2 comments

[ 2.9 ms ] story [ 19.3 ms ] thread
Truth is most academic philosophy is irredeemable garbage of the first order. Philosophy was transmitted from the Greek to the Latin, from the Germanic to the French, and presumably it was also extended to the English. There is in fact a clear line of descent in terms of the reasoning and discoveries made which can be traced from the Pre-Socratics to the critical romantic enlightenment strains of Kantian and Post-Hegelian philosophy, ending ultimately in a series of complex distortions wrought by the Marxist school.
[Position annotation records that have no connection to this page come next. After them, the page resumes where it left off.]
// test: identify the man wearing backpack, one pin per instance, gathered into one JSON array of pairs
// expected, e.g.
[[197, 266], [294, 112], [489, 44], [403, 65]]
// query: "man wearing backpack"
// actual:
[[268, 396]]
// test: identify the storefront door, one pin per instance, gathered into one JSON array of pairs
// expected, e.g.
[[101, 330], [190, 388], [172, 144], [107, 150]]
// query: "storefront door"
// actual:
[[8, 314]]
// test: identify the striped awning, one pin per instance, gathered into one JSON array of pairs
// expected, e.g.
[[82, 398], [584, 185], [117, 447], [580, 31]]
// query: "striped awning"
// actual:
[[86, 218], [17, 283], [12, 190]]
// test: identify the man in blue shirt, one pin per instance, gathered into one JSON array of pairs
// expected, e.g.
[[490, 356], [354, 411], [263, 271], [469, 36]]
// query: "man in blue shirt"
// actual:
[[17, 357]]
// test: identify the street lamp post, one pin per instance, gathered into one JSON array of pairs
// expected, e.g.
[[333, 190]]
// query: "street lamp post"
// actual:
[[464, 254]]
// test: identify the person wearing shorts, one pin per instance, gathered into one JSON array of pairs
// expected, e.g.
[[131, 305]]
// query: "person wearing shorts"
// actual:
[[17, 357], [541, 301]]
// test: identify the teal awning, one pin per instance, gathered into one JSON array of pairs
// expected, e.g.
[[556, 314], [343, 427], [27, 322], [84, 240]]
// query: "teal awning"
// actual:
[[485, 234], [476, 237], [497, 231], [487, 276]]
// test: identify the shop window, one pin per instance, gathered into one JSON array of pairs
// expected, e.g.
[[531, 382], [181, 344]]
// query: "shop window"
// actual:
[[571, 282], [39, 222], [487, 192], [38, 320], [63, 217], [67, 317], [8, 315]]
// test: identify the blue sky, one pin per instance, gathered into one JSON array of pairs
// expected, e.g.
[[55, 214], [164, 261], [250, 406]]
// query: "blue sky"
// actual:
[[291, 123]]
After the second World War, however, a rupture occurred in the English language tradition that broke ties with this movement. This is why we have a "Continental" / "Analytic" divide. The former attempted to stay consistent with the philosophy passed down to the Germans and French, whereas the latter severed most of its relations to these systems of thought. It did this by largely cherry-picking the parts it liked from the Renaissance scientific thinkers along with certain Irish and British figures like Hobbes, Locke, and Mill but without ever confronting the Germanic philosophy at the peak of its development (the only notable exception being British idealism, which was shortly replaced by the logical positivists). Although it later made some amends with Kantianism, what the analytic tradition has ended up with is a one-sided formal empirical philosophy grounded more in ideological posturing than the rational discourses that characterized all preceding philosophy.

What people call British-American philosophy today then is dangerously out of step with itself. It's retracing the same errors that were worked out centuries earlier by their predecessors. There are countless examples of this, which I simply don't have the patience to enumerate. That's not to say the Continentals are without blame. They've created their own share of mistakes. But that, in effect, is a very large part of the answer about why philosophy is mostly irrelevant today in North-America. It was lead down a blind alley by ideologues and has yet to recover.

Thanks for the great historical overview. I encounter a lot of these terms and ideas as independent concepts throughout my experiences but I don't have a great overall sense of their evolution and relationships to each other. Do you havd any concise overviews you could recommend? Wikipedia tends to delve right in for audiences largely familiar with the names and contexts. Id love to find a phylogeny of philisophical evolution.